Ahora soy yo quien le sugiere a Rosa Montero otro ejemplo puramente hipotético. Cójase un pequeño país que desea seguir su propio y soberano camino en la situación internacional. Frente a él, el más poderoso de los países le niega todo tipo de relaciones comerciales y sanciona con prisión a cualquier persona, empresa o gobierno que ose ayudar, donar o comerciar con ese pequeño país. Además, el país grande paga y premia a cualquier habitante del pequeño que muestre su oposición, mienta, engañe o impida el normal desarrollo de la vida cotidiana dentro del pequeño, aunque sea con la violencia.

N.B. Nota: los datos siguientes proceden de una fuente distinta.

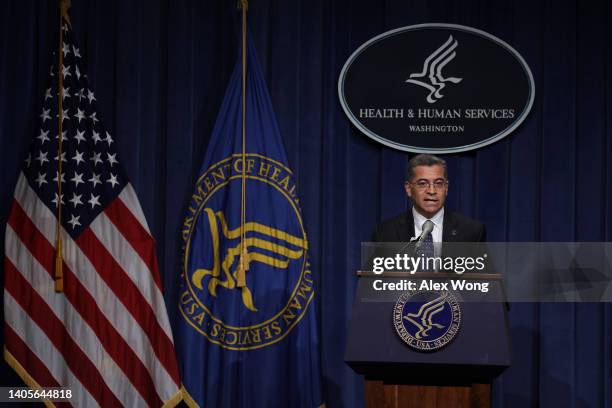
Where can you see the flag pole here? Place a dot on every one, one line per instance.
(244, 261)
(59, 274)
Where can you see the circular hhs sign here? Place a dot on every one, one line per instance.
(436, 88)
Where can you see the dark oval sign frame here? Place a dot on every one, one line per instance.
(518, 119)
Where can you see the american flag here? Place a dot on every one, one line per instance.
(106, 336)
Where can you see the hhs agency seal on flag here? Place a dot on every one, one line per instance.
(427, 320)
(247, 329)
(278, 286)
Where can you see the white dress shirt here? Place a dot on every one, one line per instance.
(436, 234)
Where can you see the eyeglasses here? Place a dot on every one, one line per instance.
(425, 185)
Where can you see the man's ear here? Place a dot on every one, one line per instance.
(407, 188)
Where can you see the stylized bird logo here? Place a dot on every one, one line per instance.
(432, 69)
(262, 245)
(423, 318)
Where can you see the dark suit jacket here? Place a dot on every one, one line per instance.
(456, 228)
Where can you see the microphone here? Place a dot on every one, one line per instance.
(427, 228)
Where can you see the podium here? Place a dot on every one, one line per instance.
(456, 375)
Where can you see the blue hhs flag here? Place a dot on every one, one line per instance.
(251, 343)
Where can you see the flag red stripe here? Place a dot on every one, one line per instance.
(40, 313)
(30, 361)
(34, 367)
(133, 231)
(86, 306)
(130, 296)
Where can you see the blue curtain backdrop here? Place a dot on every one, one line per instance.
(159, 69)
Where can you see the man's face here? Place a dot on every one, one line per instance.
(427, 189)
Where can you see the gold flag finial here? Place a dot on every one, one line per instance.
(64, 6)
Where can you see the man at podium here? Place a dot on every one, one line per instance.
(427, 187)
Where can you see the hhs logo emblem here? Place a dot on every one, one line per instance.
(427, 320)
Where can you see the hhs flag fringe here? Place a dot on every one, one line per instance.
(247, 330)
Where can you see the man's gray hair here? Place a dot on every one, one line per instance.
(424, 160)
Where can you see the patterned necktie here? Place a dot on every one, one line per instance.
(427, 250)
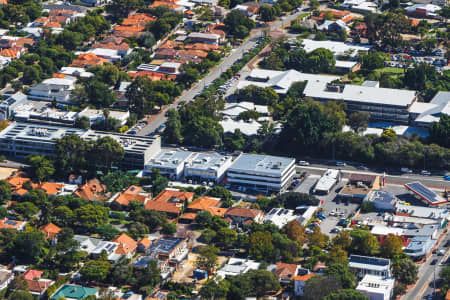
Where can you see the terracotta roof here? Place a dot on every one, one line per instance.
(51, 188)
(198, 53)
(284, 270)
(204, 203)
(7, 223)
(243, 212)
(132, 193)
(32, 274)
(114, 46)
(201, 46)
(39, 286)
(50, 230)
(126, 244)
(168, 44)
(169, 201)
(90, 190)
(11, 52)
(88, 59)
(53, 25)
(171, 5)
(145, 242)
(304, 277)
(154, 76)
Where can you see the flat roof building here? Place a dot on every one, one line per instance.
(21, 139)
(362, 265)
(210, 167)
(327, 181)
(376, 287)
(262, 172)
(169, 162)
(280, 216)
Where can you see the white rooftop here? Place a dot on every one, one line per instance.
(338, 48)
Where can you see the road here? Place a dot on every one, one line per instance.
(426, 276)
(433, 181)
(215, 73)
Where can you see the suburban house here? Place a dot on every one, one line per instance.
(6, 277)
(50, 231)
(74, 292)
(132, 193)
(205, 203)
(91, 190)
(170, 201)
(285, 272)
(173, 249)
(299, 283)
(127, 246)
(243, 216)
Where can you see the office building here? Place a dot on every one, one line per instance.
(362, 265)
(376, 287)
(327, 181)
(382, 103)
(261, 172)
(209, 167)
(21, 139)
(58, 89)
(7, 106)
(169, 162)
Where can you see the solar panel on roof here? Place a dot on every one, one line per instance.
(424, 192)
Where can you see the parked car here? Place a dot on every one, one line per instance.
(406, 170)
(303, 163)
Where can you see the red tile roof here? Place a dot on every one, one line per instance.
(126, 244)
(169, 201)
(32, 274)
(50, 230)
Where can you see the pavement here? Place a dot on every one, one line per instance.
(437, 182)
(188, 95)
(427, 274)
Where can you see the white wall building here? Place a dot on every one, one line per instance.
(209, 167)
(327, 181)
(279, 216)
(262, 172)
(169, 162)
(376, 287)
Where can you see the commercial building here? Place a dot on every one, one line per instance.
(382, 103)
(424, 113)
(281, 81)
(338, 48)
(362, 265)
(376, 287)
(261, 172)
(209, 167)
(58, 89)
(21, 139)
(425, 194)
(327, 181)
(169, 162)
(279, 216)
(7, 106)
(382, 200)
(419, 247)
(359, 186)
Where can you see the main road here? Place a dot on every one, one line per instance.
(236, 54)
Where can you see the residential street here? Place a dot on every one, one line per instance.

No conforme con esto, el grande presiona con sus poder militar y económico a toda la comunidad internacional para que aísle al pequeño. Al no ser todo eso suficiente, esgrime la amenaza constante de una intervención militar como tantas que ya ha consumado en otros países del mundo.
El país grande exige como condición para el cese de su hostilidad que se celebren elecciones. Tiene reservado para entonces, jugosos fondos para quienes defiendan sus intereses y las amenazas constantes para quienes se nieguen a sus imposiciones. Parafraseando a Rosa Montero, “¿consideran ustedes que eso sería un ejercicio de libre elección?”. Entonces, le pregunto yo a la musa de El País, ¿por qué tanto interés por esas elecciones en Cuba y no en Euskadi?